Ma l'assedio che viene avanzato contro questa categoria di lavoratori, non ha rilevanza fine a sé stessa, ma viene a rappresentare il grilletto grazie a cui avviare con effetto domino, la liberalizzazione di tutti i servizi pubblici locali, di modo da consentire a banche e grossi imprenditori di potersi impossessare di interi settori, come fatto durante gli anni '90 con le redditizie banche ed assicurazioni pubbliche, con l'industria siderurgica, energetica, telefonica, con le autostrade, senza che si sia assistito negli anni ad alcun miglioramento di quei settori industriali, quanto piuttosto alla loro finanziarizzazione a tutto discapito della qualità del prodotto o servizio erogato, delle condizioni di lavoro dei collaboratori, e del costo di fruizione finale per gli utenti.

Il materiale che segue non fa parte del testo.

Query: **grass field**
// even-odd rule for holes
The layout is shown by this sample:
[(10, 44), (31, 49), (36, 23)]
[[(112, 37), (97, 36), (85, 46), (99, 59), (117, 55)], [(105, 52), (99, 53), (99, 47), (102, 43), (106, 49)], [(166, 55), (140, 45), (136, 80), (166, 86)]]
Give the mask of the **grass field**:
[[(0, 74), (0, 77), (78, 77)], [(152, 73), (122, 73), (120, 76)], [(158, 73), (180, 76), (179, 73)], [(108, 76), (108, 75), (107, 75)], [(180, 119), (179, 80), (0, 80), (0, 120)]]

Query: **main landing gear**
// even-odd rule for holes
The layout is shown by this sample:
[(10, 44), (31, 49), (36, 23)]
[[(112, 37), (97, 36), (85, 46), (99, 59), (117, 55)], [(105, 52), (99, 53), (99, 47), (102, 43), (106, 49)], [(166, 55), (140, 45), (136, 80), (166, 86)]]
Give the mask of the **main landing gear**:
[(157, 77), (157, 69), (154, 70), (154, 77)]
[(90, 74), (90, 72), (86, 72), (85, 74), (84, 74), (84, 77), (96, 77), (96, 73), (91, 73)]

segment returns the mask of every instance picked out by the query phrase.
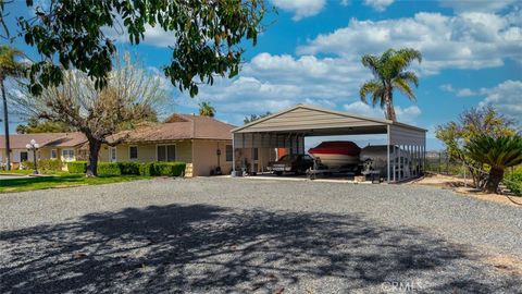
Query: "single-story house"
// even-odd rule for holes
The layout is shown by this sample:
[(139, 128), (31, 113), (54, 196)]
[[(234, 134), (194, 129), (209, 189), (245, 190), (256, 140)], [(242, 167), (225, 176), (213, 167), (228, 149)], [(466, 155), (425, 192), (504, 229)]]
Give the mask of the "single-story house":
[[(84, 134), (74, 133), (38, 133), (10, 135), (11, 163), (13, 169), (18, 169), (20, 163), (33, 160), (33, 152), (25, 147), (32, 139), (36, 140), (40, 148), (37, 159), (60, 159), (64, 162), (85, 160), (87, 149), (84, 145), (87, 138)], [(0, 162), (5, 164), (5, 136), (0, 136)]]
[[(232, 133), (234, 125), (213, 118), (192, 114), (172, 114), (163, 123), (141, 126), (124, 131), (112, 136), (109, 142), (115, 146), (103, 145), (100, 150), (100, 161), (183, 161), (187, 162), (187, 176), (210, 175), (217, 167), (223, 174), (229, 174), (233, 162)], [(73, 147), (66, 147), (65, 138)], [(64, 138), (65, 137), (65, 138)], [(25, 145), (35, 139), (40, 144), (39, 159), (57, 158), (61, 155), (64, 161), (87, 159), (88, 144), (80, 133), (70, 134), (24, 134), (11, 136), (12, 162), (21, 159), (33, 159)], [(58, 144), (60, 142), (60, 144)], [(4, 150), (3, 136), (0, 136), (0, 150)], [(54, 151), (53, 151), (54, 150)], [(249, 172), (260, 172), (269, 160), (275, 159), (274, 151), (252, 148), (236, 150), (236, 170), (247, 169)], [(252, 161), (252, 162), (250, 162)], [(20, 163), (18, 163), (20, 164)], [(16, 167), (13, 164), (13, 167)]]

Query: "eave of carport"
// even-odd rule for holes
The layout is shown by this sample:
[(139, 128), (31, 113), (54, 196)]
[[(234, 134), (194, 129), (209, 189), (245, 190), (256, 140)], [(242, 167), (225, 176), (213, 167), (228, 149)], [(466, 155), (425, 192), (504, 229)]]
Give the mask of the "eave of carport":
[[(304, 136), (387, 134), (388, 145), (394, 145), (393, 148), (395, 148), (395, 145), (415, 146), (412, 151), (419, 156), (422, 154), (422, 160), (424, 160), (426, 130), (389, 120), (365, 118), (314, 106), (298, 105), (236, 127), (232, 133), (234, 149), (249, 147), (293, 148), (293, 145), (294, 147), (297, 145), (298, 152), (304, 152)], [(299, 145), (302, 149), (299, 148)], [(235, 158), (233, 161), (233, 168), (235, 169)], [(422, 166), (424, 167), (424, 164)], [(389, 167), (388, 150), (388, 181), (390, 181)]]

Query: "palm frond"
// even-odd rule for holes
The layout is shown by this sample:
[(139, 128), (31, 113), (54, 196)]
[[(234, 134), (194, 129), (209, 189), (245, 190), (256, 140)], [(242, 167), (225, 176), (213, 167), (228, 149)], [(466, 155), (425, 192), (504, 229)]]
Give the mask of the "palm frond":
[(398, 77), (408, 83), (413, 83), (415, 87), (419, 87), (419, 77), (414, 72), (401, 72)]
[(410, 85), (408, 85), (408, 82), (406, 82), (402, 78), (396, 78), (393, 82), (393, 85), (395, 88), (399, 89), (406, 97), (408, 97), (410, 100), (415, 100), (415, 94), (413, 93), (413, 89), (411, 89)]
[[(364, 83), (361, 88), (359, 89), (359, 96), (361, 101), (368, 105), (366, 95), (371, 95), (372, 97), (375, 96), (375, 93), (378, 93), (380, 89), (384, 88), (383, 84), (377, 79), (370, 79)], [(375, 102), (373, 102), (375, 103)]]

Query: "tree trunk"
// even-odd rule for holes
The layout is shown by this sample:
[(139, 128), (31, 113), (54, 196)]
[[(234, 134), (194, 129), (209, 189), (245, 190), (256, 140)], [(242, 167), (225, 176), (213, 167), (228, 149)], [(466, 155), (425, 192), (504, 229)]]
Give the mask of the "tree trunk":
[(386, 89), (386, 94), (384, 96), (385, 106), (386, 106), (386, 120), (390, 120), (393, 122), (397, 121), (397, 117), (395, 115), (394, 103), (391, 102), (391, 89)]
[(89, 140), (89, 160), (87, 162), (86, 176), (98, 176), (98, 155), (100, 154), (101, 143), (87, 136)]
[(5, 97), (5, 87), (3, 85), (3, 77), (0, 76), (0, 87), (2, 88), (3, 99), (3, 127), (5, 134), (5, 163), (8, 170), (11, 170), (11, 144), (9, 142), (9, 114), (8, 114), (8, 98)]
[(487, 177), (486, 182), (486, 192), (487, 193), (497, 193), (498, 185), (500, 181), (504, 179), (504, 169), (499, 168), (492, 168), (489, 170), (489, 176)]

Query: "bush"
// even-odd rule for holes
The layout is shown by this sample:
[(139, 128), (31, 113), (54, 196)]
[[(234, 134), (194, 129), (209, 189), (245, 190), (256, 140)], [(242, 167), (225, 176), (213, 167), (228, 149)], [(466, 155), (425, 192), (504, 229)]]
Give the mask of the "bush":
[(514, 194), (522, 195), (522, 168), (505, 176), (504, 183)]
[(153, 175), (181, 176), (185, 173), (185, 162), (154, 162)]
[[(40, 159), (37, 162), (38, 170), (40, 171), (61, 171), (62, 162), (55, 159)], [(22, 162), (21, 169), (23, 170), (33, 170), (35, 168), (35, 162), (33, 160), (24, 160)]]
[(146, 175), (146, 176), (154, 175), (154, 163), (152, 162), (139, 163), (139, 175)]
[(98, 162), (98, 176), (122, 175), (116, 162)]
[(67, 171), (70, 173), (85, 173), (87, 171), (87, 161), (67, 162)]
[(138, 162), (117, 162), (117, 167), (120, 168), (120, 172), (122, 174), (140, 174), (139, 168), (140, 163)]

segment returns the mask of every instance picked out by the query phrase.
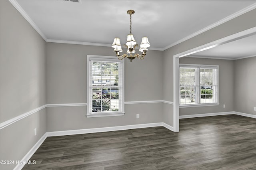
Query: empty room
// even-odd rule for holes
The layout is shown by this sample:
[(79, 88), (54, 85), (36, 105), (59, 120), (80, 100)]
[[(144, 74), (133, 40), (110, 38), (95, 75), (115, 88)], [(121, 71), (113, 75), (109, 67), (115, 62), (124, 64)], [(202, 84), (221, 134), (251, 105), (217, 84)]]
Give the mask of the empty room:
[(256, 0), (1, 0), (0, 169), (256, 169)]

E' in atto allora una vera e propria guerra tra chi vuol riportare il mondo verso l'idea delle Repubbliche sovrane centrate su produzione e lavoro al fine del miglioramento delle condizioni di vita di tutti i cittadini, e chi invece porta avanti il proprio grande gioco del “Monopoli” oligarchico dove la speculazione finanziaria possa crescere sfruttando gli asset dell'economia reale che un branco di “sudditi” deve tenere in piedi in un'ottica di progressiva austerità.